Wir erreichten eine weitere Hütte mit einer Wasserstelle, gerade recht zur heißesten Zeit des Tages. Vor der Hütte standen zwei steinerne Bänke im kühlenden Schatten, die wir als Unterlage für ein kleines Mittagsschläfchen nutzten. Als ich von meinem eigenen Schnarchen geweckt wurde, stellte ich fest, dass Alex nicht mehr auf der Bank lag. Durch die Wanderung der Sonne waren unsere Schlafplätze nicht mehr ganz so schattig und es war Zeit zu einem neuen kühlen Platz zu migrieren und den Rest des Tages zu planen. Wir befanden uns gerade an der letzten Wasserquelle für die nächste Zeit, also entschlossen wir uns, jeder 4,5 Liter mitzunehmen, um später trocken zu Campen („drycamping“ ohne Wasser).
Wir verließen die Hütte und machten uns an einen weiteren steilen Aufstieg. Unsere Rucksäcke waren durch das Wasser schwerer als je zuvor und jeder Schritt bergauf war anstrengend. Hier oben gab es keinen Baum, der uns Schatten spenden konnte und so lief der Schweiß förmlich in Strömen. Kurz vor dem höchsten Punkt kam uns ein Wanderer entgegen. Da er aus der anderen Richtung kam, musste er den GR11 „von hinten“ wandern. Seinem großen Rucksack nach zu urteilen, war er definitiv ein Thruhiker. Er fragte uns, wie weit es nach Elizondo sei, und wir antworteten „Ungefähr 5 Stunden.“. Als er uns fragte wo wir hinwollten, sagte er uns, es seien noch 7 Stunden bis nach Burguete, und dass das für heute knapp werden konnte. Wir stimmten ihm zu, denn wir wollten in der Mitte irgendwo das Zelt aufschlagen.
Es folgte ein weiterer Abstieg durch den Wald, gefolgt von unserem letzten Anstieg zum Fuße des Berges Adi, wo wir uns schließlich niederließen.
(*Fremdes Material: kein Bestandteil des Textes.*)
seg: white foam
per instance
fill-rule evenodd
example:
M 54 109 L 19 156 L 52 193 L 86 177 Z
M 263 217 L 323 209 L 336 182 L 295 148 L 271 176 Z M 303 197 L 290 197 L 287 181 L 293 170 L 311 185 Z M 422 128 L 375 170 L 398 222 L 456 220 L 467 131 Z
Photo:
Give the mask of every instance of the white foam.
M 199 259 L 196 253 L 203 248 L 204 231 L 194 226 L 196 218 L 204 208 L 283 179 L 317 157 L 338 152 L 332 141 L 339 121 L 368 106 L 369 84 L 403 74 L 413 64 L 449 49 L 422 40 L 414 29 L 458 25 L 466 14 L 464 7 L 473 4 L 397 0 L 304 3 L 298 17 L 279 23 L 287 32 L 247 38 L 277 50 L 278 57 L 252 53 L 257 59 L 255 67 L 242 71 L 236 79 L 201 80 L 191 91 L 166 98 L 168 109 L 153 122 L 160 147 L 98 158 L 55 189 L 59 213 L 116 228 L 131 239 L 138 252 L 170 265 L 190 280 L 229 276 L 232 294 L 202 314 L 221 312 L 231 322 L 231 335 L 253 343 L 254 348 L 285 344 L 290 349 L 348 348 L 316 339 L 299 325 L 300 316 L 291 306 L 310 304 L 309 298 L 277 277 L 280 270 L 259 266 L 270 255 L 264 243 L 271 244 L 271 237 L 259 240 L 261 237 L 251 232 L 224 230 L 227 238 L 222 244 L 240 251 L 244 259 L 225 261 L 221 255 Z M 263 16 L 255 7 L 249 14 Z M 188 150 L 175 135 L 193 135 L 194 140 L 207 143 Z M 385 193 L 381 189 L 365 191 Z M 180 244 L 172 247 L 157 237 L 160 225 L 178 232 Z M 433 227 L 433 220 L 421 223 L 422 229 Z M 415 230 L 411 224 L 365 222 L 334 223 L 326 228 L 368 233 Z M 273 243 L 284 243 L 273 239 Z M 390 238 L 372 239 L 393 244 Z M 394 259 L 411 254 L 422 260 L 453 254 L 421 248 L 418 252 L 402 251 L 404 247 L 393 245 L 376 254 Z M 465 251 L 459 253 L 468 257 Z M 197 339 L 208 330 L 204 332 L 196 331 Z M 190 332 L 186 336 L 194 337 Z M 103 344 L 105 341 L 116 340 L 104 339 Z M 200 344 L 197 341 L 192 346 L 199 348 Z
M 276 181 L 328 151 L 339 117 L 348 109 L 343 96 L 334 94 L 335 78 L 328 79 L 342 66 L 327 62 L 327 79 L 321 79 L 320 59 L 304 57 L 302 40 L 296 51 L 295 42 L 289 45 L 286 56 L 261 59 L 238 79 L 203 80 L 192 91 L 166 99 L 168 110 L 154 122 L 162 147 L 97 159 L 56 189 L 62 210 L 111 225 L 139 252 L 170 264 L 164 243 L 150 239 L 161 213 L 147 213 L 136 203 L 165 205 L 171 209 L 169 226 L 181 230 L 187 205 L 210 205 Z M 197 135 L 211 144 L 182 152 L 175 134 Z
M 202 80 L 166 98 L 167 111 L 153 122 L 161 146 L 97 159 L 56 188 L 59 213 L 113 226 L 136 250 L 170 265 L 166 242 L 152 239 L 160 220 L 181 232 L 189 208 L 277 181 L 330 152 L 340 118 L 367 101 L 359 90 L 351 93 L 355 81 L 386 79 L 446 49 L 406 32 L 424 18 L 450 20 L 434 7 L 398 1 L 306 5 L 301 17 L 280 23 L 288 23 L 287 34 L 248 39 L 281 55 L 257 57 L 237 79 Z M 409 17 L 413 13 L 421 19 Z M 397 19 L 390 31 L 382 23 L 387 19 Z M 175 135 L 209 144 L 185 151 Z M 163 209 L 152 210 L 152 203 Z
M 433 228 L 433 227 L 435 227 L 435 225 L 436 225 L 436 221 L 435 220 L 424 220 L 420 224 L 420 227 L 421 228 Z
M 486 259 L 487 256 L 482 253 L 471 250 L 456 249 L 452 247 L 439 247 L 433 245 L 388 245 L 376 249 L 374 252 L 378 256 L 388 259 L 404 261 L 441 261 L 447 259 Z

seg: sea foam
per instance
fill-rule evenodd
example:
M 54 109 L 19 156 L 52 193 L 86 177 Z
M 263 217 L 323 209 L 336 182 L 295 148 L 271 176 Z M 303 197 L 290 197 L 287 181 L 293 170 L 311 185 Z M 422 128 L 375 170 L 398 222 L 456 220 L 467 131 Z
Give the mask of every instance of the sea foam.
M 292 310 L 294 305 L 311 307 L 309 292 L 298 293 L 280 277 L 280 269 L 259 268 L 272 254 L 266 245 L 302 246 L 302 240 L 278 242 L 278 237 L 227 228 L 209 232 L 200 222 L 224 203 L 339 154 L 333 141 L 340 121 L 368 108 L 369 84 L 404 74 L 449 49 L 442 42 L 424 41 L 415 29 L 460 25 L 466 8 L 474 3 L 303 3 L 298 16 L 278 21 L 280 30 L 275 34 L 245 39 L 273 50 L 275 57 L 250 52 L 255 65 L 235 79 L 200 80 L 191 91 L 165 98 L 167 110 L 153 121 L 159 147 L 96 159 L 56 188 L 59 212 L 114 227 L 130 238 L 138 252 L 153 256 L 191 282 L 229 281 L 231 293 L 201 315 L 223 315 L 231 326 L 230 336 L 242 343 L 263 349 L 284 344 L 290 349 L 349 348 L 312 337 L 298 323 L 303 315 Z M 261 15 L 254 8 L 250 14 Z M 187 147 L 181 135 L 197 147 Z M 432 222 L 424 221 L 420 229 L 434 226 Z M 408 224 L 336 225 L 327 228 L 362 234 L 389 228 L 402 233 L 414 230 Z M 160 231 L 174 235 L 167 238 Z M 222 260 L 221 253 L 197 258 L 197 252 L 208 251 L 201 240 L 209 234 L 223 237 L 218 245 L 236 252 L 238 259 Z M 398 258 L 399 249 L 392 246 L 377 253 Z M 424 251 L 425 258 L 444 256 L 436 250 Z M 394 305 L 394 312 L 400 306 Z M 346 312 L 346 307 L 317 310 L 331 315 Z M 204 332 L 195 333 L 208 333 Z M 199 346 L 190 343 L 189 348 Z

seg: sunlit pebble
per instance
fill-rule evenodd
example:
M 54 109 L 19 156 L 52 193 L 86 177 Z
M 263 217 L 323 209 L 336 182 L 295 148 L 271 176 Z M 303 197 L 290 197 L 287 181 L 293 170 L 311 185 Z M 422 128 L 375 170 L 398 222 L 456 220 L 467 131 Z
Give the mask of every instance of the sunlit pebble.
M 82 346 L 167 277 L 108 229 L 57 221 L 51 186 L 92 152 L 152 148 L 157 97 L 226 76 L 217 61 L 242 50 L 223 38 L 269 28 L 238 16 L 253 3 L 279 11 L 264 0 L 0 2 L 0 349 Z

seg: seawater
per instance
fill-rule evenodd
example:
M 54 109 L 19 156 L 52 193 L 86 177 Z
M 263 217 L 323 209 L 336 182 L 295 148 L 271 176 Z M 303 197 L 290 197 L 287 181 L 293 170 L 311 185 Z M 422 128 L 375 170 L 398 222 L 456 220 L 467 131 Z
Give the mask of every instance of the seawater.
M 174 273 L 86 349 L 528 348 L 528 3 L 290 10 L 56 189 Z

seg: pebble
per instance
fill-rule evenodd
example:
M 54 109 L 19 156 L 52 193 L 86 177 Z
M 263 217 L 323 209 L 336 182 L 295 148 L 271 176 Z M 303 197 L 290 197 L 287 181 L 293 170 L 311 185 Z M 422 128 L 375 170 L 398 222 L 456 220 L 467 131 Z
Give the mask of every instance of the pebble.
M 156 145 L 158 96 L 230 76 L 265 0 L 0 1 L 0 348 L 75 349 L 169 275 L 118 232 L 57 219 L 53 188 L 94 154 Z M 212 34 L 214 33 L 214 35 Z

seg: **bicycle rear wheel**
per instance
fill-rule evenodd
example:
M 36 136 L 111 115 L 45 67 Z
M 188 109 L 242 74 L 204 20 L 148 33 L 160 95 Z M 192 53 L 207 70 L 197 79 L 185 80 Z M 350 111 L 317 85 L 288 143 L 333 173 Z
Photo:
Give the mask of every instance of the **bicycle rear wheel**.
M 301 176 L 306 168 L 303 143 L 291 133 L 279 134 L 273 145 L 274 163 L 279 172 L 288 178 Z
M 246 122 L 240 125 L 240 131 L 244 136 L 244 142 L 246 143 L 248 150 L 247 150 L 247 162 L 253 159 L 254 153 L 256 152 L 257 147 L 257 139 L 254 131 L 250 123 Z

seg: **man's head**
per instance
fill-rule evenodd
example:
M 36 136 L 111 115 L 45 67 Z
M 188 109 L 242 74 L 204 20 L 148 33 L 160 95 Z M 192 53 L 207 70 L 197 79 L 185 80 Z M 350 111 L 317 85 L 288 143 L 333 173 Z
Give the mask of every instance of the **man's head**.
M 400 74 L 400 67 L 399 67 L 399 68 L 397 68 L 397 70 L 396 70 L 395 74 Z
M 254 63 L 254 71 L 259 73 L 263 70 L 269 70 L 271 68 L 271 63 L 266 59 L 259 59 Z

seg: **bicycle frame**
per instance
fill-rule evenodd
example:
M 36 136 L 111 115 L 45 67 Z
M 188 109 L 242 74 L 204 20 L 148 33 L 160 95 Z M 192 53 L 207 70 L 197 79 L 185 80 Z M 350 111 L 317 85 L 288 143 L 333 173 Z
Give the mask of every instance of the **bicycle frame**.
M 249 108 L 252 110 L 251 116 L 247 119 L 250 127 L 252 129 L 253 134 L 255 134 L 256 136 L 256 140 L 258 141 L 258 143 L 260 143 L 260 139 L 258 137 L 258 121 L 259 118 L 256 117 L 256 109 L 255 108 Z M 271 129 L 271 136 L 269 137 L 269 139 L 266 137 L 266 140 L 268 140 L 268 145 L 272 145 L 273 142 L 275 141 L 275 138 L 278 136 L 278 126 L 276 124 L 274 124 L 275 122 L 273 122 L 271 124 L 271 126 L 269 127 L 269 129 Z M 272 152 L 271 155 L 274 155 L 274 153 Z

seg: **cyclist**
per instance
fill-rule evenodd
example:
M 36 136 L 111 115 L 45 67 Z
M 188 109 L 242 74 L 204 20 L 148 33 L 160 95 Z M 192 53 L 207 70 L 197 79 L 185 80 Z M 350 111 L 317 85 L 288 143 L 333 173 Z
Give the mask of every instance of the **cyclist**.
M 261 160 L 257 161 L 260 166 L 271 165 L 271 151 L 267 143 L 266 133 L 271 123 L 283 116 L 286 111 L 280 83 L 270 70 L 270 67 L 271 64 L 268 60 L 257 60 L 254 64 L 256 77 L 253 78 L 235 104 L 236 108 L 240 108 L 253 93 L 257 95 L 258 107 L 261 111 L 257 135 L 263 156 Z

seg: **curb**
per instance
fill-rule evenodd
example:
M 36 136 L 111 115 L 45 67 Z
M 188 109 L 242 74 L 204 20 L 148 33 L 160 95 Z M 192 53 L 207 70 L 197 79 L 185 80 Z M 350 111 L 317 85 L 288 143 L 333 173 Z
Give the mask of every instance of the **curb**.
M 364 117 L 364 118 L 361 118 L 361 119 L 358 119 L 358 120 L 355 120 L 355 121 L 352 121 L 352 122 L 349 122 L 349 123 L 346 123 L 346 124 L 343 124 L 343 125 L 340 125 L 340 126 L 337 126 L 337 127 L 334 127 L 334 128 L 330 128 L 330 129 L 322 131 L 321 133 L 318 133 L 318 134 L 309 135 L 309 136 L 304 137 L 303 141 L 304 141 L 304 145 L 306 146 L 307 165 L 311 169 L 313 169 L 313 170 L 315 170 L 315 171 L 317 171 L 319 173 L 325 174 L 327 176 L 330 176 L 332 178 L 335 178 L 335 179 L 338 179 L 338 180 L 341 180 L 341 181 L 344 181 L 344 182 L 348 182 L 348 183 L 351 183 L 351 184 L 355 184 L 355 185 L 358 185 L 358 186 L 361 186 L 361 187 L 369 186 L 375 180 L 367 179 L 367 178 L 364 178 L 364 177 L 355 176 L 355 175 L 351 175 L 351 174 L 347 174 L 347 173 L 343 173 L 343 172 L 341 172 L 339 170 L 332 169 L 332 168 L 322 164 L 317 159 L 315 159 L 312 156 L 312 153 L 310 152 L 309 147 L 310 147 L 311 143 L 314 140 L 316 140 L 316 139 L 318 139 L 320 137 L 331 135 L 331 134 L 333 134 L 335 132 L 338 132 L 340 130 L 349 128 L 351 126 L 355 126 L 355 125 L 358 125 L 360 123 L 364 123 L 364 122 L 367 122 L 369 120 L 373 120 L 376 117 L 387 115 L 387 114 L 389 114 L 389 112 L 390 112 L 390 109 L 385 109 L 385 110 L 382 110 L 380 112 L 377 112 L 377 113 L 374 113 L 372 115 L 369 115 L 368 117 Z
Abgerundet wurde der Abend mit einem Rennen, wer seine Isomatte schneller aufblasen konnte. Ich mit meinem Mund, oder Alex mit seinem Pumpsack? (Gleichstand, aber eigentlich hätte ich gewonnen, denn Alex hätte das letzte Stückchen mit dem Mund aufblasen müssen, als ich schon fertig war).
Ermattet nach dem langen Tag legte ich mich ins Bett, während Alex noch einen kleinen Abstecher auf den Berg Adi (im Hintergrund) machte.
Tag 5: vom Adi nach Burguete
Um 6:00 klingelte der Wecker und hier oben auf einer Höhe von über 1000 Metern, war es merklich frischer, als wir aus unseren Schlafsäcken krochen. Wir frühstückten im Zelt, packten alles ein und wanderten los. Nach einem sehr steilen zweistündigen Abstieg durch einen fast tropisch wirkenden Wald erreichten wir die Herberge Sorogain, wo wir unser Wasser nach dem drycamping endlich auffüllen konnten. Von hier aus ging es wieder ein gutes Stück bergauf, über zwei einzelne Berge und schließlich hinab nach Burguete.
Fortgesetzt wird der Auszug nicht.